If you have not seen the Doves and Dreams exhibition at the Walker yet then you had better go now because it finishes on Sunday April 22 2007. You really do have to see it. It is of artistic and historical importance and is a key element of this year’s 800th anniversary celebrations. Some rather good paintings too of course.
Doves and Dreams: the Art of Frances Macdonald and J Herbert McNair is the first exhibition to be devoted to their artistic partnership.
Alongside Charles Rennie Mackintosh and Frances’s sister Margaret Macdonald, the couple formed the legendary Glasgow Four at the turn of the 20th century.

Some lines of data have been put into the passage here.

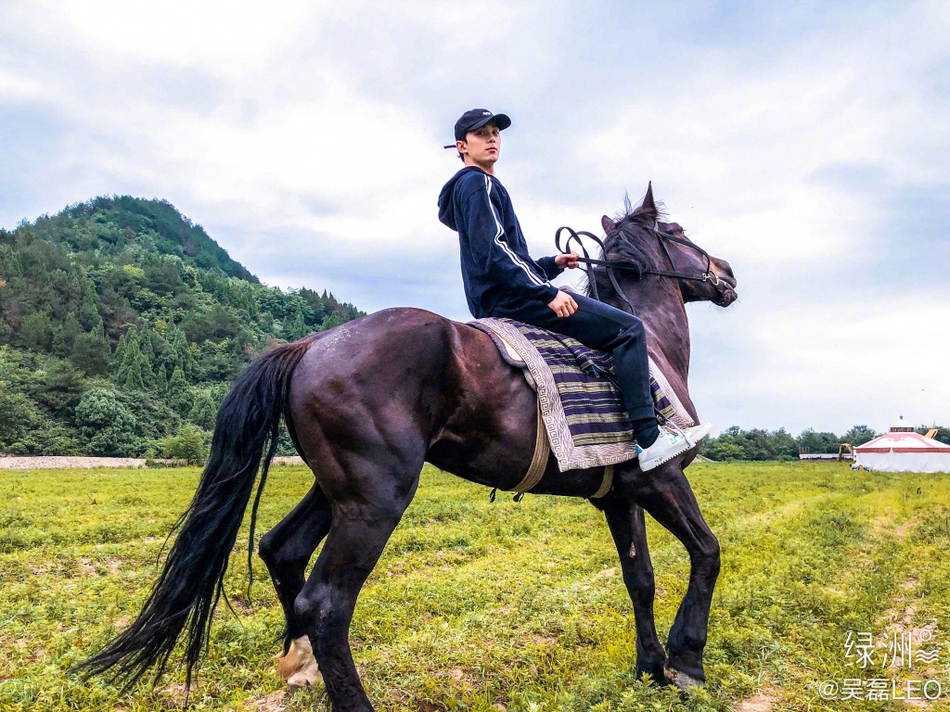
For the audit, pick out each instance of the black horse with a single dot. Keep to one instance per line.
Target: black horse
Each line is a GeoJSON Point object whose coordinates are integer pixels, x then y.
{"type": "Point", "coordinates": [366, 405]}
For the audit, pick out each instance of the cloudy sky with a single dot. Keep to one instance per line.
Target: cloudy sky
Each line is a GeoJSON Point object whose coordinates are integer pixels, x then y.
{"type": "Point", "coordinates": [807, 143]}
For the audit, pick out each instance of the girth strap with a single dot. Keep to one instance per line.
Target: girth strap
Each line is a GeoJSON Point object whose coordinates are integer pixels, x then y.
{"type": "Point", "coordinates": [539, 463]}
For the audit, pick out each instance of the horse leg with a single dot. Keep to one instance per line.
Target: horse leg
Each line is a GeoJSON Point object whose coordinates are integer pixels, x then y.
{"type": "Point", "coordinates": [669, 499]}
{"type": "Point", "coordinates": [628, 529]}
{"type": "Point", "coordinates": [286, 550]}
{"type": "Point", "coordinates": [366, 510]}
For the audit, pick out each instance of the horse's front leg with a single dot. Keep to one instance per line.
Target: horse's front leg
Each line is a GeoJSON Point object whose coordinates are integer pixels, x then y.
{"type": "Point", "coordinates": [628, 529]}
{"type": "Point", "coordinates": [665, 493]}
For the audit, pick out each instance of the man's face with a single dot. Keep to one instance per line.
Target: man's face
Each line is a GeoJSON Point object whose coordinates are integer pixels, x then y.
{"type": "Point", "coordinates": [481, 147]}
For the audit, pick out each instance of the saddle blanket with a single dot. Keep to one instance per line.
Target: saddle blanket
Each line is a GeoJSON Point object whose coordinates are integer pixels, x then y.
{"type": "Point", "coordinates": [578, 398]}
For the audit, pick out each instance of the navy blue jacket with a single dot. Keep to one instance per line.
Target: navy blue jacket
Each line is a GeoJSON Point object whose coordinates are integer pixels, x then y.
{"type": "Point", "coordinates": [495, 260]}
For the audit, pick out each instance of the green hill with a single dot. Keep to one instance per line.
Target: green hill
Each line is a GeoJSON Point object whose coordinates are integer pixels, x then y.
{"type": "Point", "coordinates": [122, 324]}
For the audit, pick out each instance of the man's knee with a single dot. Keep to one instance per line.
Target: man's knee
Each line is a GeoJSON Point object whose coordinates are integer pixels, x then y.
{"type": "Point", "coordinates": [634, 329]}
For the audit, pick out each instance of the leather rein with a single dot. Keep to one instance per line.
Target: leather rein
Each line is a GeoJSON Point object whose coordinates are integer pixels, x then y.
{"type": "Point", "coordinates": [707, 276]}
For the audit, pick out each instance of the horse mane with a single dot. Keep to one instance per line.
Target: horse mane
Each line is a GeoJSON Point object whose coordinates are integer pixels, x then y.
{"type": "Point", "coordinates": [623, 245]}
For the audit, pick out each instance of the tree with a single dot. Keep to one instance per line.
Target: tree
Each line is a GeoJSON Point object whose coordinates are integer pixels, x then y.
{"type": "Point", "coordinates": [190, 443]}
{"type": "Point", "coordinates": [91, 353]}
{"type": "Point", "coordinates": [107, 426]}
{"type": "Point", "coordinates": [815, 442]}
{"type": "Point", "coordinates": [203, 412]}
{"type": "Point", "coordinates": [858, 435]}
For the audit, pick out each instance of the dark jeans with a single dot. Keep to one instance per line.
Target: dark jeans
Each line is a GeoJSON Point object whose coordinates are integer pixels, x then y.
{"type": "Point", "coordinates": [599, 326]}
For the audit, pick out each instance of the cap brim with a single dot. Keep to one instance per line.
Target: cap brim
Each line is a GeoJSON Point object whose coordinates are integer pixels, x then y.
{"type": "Point", "coordinates": [501, 121]}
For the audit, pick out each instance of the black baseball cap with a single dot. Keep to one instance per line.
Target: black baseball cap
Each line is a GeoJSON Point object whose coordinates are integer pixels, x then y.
{"type": "Point", "coordinates": [475, 119]}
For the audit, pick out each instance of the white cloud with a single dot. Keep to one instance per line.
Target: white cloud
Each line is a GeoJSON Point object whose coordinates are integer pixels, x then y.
{"type": "Point", "coordinates": [306, 138]}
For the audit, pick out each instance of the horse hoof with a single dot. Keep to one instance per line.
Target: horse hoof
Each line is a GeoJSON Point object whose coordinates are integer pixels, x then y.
{"type": "Point", "coordinates": [298, 667]}
{"type": "Point", "coordinates": [681, 679]}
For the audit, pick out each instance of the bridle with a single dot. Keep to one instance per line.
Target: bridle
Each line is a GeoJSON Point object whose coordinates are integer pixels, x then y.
{"type": "Point", "coordinates": [610, 265]}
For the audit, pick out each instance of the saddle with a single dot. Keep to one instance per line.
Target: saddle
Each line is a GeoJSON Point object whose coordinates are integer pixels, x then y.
{"type": "Point", "coordinates": [579, 403]}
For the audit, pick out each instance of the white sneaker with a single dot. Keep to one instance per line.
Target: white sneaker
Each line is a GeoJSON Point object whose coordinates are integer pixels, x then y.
{"type": "Point", "coordinates": [670, 444]}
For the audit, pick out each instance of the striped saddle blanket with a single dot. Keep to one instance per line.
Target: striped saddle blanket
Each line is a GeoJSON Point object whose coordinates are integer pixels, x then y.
{"type": "Point", "coordinates": [578, 398]}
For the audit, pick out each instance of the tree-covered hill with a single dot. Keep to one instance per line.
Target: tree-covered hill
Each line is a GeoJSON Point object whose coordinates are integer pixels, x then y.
{"type": "Point", "coordinates": [122, 324]}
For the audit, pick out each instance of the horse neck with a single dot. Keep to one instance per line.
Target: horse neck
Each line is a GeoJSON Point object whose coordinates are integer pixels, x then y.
{"type": "Point", "coordinates": [658, 303]}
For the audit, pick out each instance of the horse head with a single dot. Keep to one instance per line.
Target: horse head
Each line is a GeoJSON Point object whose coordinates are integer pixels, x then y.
{"type": "Point", "coordinates": [640, 244]}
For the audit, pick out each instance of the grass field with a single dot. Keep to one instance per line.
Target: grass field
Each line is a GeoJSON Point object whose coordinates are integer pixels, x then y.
{"type": "Point", "coordinates": [478, 606]}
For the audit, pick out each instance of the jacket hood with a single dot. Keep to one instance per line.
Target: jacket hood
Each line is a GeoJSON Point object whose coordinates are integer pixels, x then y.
{"type": "Point", "coordinates": [446, 204]}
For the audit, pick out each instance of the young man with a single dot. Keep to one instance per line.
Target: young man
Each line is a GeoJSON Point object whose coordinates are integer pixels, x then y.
{"type": "Point", "coordinates": [502, 280]}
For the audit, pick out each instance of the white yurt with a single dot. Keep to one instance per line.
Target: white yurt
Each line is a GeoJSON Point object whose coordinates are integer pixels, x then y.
{"type": "Point", "coordinates": [903, 450]}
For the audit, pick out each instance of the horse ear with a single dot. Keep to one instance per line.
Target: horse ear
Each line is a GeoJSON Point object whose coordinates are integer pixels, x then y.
{"type": "Point", "coordinates": [648, 206]}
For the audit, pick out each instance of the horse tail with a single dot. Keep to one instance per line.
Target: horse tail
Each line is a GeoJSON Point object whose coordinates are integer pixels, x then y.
{"type": "Point", "coordinates": [192, 580]}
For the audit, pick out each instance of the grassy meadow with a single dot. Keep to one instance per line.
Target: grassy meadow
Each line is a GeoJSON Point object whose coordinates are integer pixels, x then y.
{"type": "Point", "coordinates": [505, 606]}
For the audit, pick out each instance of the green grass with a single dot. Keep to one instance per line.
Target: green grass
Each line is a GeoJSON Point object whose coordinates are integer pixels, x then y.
{"type": "Point", "coordinates": [478, 606]}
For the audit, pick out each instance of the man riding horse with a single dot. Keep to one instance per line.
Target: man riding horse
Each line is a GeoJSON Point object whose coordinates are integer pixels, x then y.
{"type": "Point", "coordinates": [501, 280]}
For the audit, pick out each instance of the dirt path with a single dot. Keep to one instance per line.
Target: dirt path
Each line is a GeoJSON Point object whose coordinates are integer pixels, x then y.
{"type": "Point", "coordinates": [88, 463]}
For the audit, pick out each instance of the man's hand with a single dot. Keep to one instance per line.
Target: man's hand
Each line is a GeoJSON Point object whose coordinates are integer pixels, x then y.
{"type": "Point", "coordinates": [567, 260]}
{"type": "Point", "coordinates": [563, 304]}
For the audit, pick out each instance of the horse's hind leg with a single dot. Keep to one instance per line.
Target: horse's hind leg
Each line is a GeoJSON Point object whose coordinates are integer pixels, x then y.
{"type": "Point", "coordinates": [628, 529]}
{"type": "Point", "coordinates": [665, 493]}
{"type": "Point", "coordinates": [286, 550]}
{"type": "Point", "coordinates": [364, 518]}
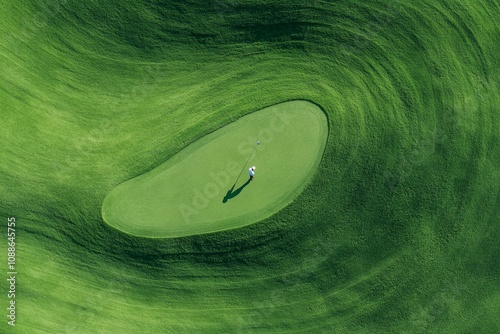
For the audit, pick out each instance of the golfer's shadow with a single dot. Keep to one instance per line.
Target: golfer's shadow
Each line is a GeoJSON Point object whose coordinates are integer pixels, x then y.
{"type": "Point", "coordinates": [231, 193]}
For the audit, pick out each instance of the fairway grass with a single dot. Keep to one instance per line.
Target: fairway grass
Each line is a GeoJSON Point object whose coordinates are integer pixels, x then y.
{"type": "Point", "coordinates": [206, 188]}
{"type": "Point", "coordinates": [395, 231]}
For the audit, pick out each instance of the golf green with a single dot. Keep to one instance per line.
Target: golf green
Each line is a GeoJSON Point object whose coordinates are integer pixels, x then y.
{"type": "Point", "coordinates": [206, 187]}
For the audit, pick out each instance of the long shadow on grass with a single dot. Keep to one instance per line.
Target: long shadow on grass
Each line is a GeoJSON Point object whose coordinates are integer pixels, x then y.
{"type": "Point", "coordinates": [231, 193]}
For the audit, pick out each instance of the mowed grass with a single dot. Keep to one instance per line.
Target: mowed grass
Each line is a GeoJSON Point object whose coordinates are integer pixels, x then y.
{"type": "Point", "coordinates": [206, 187]}
{"type": "Point", "coordinates": [398, 231]}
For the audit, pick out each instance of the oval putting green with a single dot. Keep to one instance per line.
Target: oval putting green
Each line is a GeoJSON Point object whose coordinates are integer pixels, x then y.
{"type": "Point", "coordinates": [206, 187]}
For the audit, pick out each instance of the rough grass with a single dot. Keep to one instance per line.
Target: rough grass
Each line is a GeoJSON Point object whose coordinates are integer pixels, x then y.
{"type": "Point", "coordinates": [399, 234]}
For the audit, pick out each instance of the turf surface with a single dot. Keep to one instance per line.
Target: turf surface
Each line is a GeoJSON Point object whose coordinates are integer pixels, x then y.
{"type": "Point", "coordinates": [206, 187]}
{"type": "Point", "coordinates": [398, 231]}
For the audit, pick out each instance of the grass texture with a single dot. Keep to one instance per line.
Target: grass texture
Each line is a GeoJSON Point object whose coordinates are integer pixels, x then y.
{"type": "Point", "coordinates": [397, 232]}
{"type": "Point", "coordinates": [206, 187]}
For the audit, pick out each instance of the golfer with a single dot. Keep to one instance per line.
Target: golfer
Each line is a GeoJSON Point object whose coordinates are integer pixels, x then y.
{"type": "Point", "coordinates": [251, 172]}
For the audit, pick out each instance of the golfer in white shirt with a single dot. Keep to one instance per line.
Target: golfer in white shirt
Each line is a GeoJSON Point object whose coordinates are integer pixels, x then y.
{"type": "Point", "coordinates": [251, 172]}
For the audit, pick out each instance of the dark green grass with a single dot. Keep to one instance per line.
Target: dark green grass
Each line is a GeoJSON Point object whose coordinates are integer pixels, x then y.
{"type": "Point", "coordinates": [399, 231]}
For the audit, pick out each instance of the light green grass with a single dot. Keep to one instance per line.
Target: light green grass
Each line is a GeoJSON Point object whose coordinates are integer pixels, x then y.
{"type": "Point", "coordinates": [206, 187]}
{"type": "Point", "coordinates": [397, 232]}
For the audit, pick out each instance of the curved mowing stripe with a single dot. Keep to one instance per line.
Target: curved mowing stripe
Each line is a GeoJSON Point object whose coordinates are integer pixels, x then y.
{"type": "Point", "coordinates": [206, 188]}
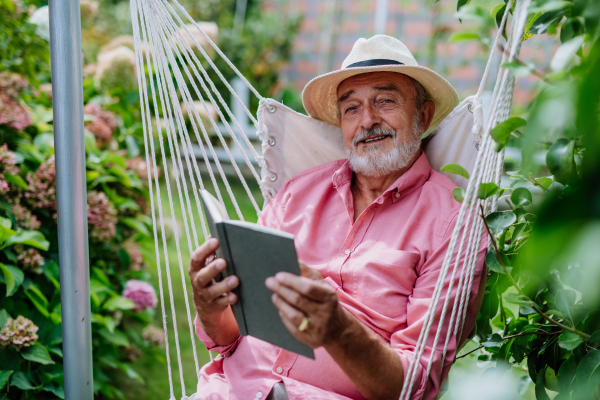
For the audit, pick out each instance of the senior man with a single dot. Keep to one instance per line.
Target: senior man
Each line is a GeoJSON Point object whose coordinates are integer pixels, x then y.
{"type": "Point", "coordinates": [371, 230]}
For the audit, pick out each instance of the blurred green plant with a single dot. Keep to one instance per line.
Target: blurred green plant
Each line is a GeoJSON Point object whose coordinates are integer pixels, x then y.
{"type": "Point", "coordinates": [541, 310]}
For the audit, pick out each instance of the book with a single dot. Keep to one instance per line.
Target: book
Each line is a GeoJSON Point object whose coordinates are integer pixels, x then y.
{"type": "Point", "coordinates": [253, 253]}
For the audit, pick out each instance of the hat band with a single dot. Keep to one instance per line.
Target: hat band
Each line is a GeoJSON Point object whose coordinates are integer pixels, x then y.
{"type": "Point", "coordinates": [374, 62]}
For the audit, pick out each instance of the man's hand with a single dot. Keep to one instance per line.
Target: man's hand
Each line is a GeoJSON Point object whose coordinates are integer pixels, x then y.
{"type": "Point", "coordinates": [308, 296]}
{"type": "Point", "coordinates": [212, 299]}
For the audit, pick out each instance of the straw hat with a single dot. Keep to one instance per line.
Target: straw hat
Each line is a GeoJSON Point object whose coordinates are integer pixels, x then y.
{"type": "Point", "coordinates": [379, 53]}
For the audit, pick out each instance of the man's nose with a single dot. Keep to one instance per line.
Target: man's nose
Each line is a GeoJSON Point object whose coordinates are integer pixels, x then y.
{"type": "Point", "coordinates": [370, 117]}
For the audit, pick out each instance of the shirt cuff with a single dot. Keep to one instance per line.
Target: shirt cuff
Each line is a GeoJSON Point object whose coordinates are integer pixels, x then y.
{"type": "Point", "coordinates": [210, 344]}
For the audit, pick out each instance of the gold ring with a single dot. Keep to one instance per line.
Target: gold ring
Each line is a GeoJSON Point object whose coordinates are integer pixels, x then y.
{"type": "Point", "coordinates": [304, 324]}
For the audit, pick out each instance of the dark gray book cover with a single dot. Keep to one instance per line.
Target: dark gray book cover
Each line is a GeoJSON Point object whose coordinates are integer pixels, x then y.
{"type": "Point", "coordinates": [253, 253]}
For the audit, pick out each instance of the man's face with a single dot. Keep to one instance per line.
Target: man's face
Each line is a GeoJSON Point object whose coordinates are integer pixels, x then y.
{"type": "Point", "coordinates": [380, 124]}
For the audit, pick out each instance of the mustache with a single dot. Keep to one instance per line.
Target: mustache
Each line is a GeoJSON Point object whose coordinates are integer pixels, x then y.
{"type": "Point", "coordinates": [373, 131]}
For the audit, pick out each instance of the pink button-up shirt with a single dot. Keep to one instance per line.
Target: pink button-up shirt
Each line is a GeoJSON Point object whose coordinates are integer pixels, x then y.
{"type": "Point", "coordinates": [384, 267]}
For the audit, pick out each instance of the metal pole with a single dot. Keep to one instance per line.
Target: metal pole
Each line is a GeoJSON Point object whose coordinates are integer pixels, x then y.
{"type": "Point", "coordinates": [71, 197]}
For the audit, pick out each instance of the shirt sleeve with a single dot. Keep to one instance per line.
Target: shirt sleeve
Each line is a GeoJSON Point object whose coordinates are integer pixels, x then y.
{"type": "Point", "coordinates": [405, 340]}
{"type": "Point", "coordinates": [210, 344]}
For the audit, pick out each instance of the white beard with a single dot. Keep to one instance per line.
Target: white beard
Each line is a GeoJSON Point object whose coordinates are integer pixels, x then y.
{"type": "Point", "coordinates": [377, 164]}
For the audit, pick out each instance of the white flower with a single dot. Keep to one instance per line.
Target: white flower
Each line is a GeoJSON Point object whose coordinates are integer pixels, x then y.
{"type": "Point", "coordinates": [41, 18]}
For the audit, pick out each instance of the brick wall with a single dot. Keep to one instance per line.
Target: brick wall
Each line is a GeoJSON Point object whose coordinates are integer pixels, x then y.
{"type": "Point", "coordinates": [330, 28]}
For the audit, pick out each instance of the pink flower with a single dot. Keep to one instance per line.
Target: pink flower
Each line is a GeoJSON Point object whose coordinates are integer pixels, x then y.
{"type": "Point", "coordinates": [18, 333]}
{"type": "Point", "coordinates": [102, 217]}
{"type": "Point", "coordinates": [11, 112]}
{"type": "Point", "coordinates": [30, 260]}
{"type": "Point", "coordinates": [42, 186]}
{"type": "Point", "coordinates": [141, 293]}
{"type": "Point", "coordinates": [25, 218]}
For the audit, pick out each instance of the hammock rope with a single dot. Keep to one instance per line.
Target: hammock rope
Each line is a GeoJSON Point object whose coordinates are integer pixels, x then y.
{"type": "Point", "coordinates": [163, 50]}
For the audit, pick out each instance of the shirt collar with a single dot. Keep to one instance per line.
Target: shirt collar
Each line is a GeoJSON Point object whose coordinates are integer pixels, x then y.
{"type": "Point", "coordinates": [414, 178]}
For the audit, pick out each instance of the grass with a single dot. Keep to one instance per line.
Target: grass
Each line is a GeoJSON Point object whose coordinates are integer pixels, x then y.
{"type": "Point", "coordinates": [155, 373]}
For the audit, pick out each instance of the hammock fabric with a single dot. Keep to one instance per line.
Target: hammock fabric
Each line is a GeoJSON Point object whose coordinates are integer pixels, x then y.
{"type": "Point", "coordinates": [171, 77]}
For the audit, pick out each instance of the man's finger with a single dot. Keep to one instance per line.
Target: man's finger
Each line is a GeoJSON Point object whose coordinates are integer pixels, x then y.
{"type": "Point", "coordinates": [201, 253]}
{"type": "Point", "coordinates": [293, 314]}
{"type": "Point", "coordinates": [293, 297]}
{"type": "Point", "coordinates": [217, 290]}
{"type": "Point", "coordinates": [205, 276]}
{"type": "Point", "coordinates": [308, 272]}
{"type": "Point", "coordinates": [316, 290]}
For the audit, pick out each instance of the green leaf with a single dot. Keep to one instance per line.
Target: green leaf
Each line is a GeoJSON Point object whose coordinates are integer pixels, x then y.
{"type": "Point", "coordinates": [461, 3]}
{"type": "Point", "coordinates": [540, 391]}
{"type": "Point", "coordinates": [38, 299]}
{"type": "Point", "coordinates": [516, 298]}
{"type": "Point", "coordinates": [117, 337]}
{"type": "Point", "coordinates": [3, 318]}
{"type": "Point", "coordinates": [21, 381]}
{"type": "Point", "coordinates": [492, 262]}
{"type": "Point", "coordinates": [37, 353]}
{"type": "Point", "coordinates": [560, 160]}
{"type": "Point", "coordinates": [13, 277]}
{"type": "Point", "coordinates": [464, 37]}
{"type": "Point", "coordinates": [588, 366]}
{"type": "Point", "coordinates": [136, 224]}
{"type": "Point", "coordinates": [493, 341]}
{"type": "Point", "coordinates": [455, 169]}
{"type": "Point", "coordinates": [566, 374]}
{"type": "Point", "coordinates": [569, 341]}
{"type": "Point", "coordinates": [119, 303]}
{"type": "Point", "coordinates": [30, 238]}
{"type": "Point", "coordinates": [521, 197]}
{"type": "Point", "coordinates": [5, 233]}
{"type": "Point", "coordinates": [487, 190]}
{"type": "Point", "coordinates": [502, 131]}
{"type": "Point", "coordinates": [459, 194]}
{"type": "Point", "coordinates": [496, 9]}
{"type": "Point", "coordinates": [16, 180]}
{"type": "Point", "coordinates": [4, 375]}
{"type": "Point", "coordinates": [499, 221]}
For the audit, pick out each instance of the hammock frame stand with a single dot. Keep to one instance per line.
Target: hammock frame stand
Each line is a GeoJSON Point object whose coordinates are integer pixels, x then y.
{"type": "Point", "coordinates": [65, 38]}
{"type": "Point", "coordinates": [71, 197]}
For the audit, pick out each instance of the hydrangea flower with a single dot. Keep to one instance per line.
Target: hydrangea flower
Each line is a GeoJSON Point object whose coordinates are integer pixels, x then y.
{"type": "Point", "coordinates": [30, 260]}
{"type": "Point", "coordinates": [141, 293]}
{"type": "Point", "coordinates": [25, 218]}
{"type": "Point", "coordinates": [154, 334]}
{"type": "Point", "coordinates": [42, 186]}
{"type": "Point", "coordinates": [12, 113]}
{"type": "Point", "coordinates": [103, 125]}
{"type": "Point", "coordinates": [102, 217]}
{"type": "Point", "coordinates": [20, 332]}
{"type": "Point", "coordinates": [116, 69]}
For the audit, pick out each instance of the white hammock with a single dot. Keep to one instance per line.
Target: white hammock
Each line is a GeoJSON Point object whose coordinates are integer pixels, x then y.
{"type": "Point", "coordinates": [291, 143]}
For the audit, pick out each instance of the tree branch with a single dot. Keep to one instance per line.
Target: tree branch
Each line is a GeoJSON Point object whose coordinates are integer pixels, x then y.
{"type": "Point", "coordinates": [531, 303]}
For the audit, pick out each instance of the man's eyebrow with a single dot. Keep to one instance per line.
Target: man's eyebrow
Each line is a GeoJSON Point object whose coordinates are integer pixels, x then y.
{"type": "Point", "coordinates": [345, 96]}
{"type": "Point", "coordinates": [389, 87]}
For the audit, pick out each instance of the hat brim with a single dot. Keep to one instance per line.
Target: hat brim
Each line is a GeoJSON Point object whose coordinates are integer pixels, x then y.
{"type": "Point", "coordinates": [319, 96]}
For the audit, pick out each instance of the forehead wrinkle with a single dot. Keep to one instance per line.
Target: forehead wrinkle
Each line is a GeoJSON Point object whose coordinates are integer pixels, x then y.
{"type": "Point", "coordinates": [345, 96]}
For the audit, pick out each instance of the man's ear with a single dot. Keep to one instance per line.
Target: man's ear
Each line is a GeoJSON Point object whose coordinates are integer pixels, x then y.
{"type": "Point", "coordinates": [426, 114]}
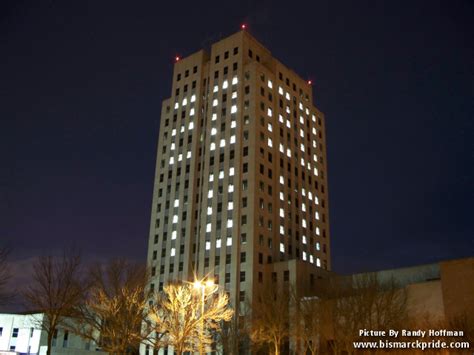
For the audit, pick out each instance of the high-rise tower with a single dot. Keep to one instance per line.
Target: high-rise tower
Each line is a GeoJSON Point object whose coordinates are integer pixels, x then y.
{"type": "Point", "coordinates": [240, 192]}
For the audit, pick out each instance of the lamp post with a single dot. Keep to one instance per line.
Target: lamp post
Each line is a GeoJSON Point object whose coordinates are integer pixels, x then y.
{"type": "Point", "coordinates": [202, 287]}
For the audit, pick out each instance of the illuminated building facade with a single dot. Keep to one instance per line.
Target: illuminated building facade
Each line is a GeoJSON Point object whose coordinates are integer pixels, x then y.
{"type": "Point", "coordinates": [240, 192]}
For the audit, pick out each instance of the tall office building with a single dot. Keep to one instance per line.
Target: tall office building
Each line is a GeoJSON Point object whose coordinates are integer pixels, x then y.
{"type": "Point", "coordinates": [240, 192]}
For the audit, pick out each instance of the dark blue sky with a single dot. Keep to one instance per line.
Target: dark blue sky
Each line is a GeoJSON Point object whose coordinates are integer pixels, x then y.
{"type": "Point", "coordinates": [82, 82]}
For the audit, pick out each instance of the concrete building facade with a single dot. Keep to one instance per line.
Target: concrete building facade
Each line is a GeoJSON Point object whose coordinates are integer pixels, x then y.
{"type": "Point", "coordinates": [22, 334]}
{"type": "Point", "coordinates": [240, 187]}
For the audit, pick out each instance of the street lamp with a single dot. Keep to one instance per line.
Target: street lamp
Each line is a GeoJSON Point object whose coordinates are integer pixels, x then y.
{"type": "Point", "coordinates": [201, 285]}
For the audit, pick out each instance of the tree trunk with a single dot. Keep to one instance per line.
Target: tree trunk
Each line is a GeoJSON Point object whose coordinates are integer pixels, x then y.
{"type": "Point", "coordinates": [277, 347]}
{"type": "Point", "coordinates": [50, 341]}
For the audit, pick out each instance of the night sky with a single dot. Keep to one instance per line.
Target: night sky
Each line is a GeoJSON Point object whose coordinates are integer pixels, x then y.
{"type": "Point", "coordinates": [82, 82]}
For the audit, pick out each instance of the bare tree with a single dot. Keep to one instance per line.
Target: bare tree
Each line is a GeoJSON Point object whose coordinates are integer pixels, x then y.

This major retrospective is a stunning display of around 100 works from public and private collections from the UK and USA, including watercolours, graphics, furniture, metalwork, textiles and decorative arts. The exhibition also includes the first exploration of the married couple’s 10 years in Liverpool.
· a reconstruction of A Lady’s Writing Room, 1902 (see picture above). This ambitious installation combined the best of the couple’s furniture, graphic, glass and textile design and watercolours. The sensitive reconstruction using both original artefacts and recreated objects demonstrates the couple’s impressive range skills.
· a rare copy of The Defence of Guenevere and Other Poems by William Morris, illustrated by the Macdonald sisters.
· examples of McNair’s elegant furniture to accompany photographs of the interior of their Liverpool home. The images reveal highly stylised rooms, without doubt the most avant-garde domestic interiors of that date in Liverpool.
· seven haunting watercolours produced by Frances Macdonald which convey complex and personal subject matters, unprecedented in her earlier work. They have few parallels in British painting of the early twentieth century.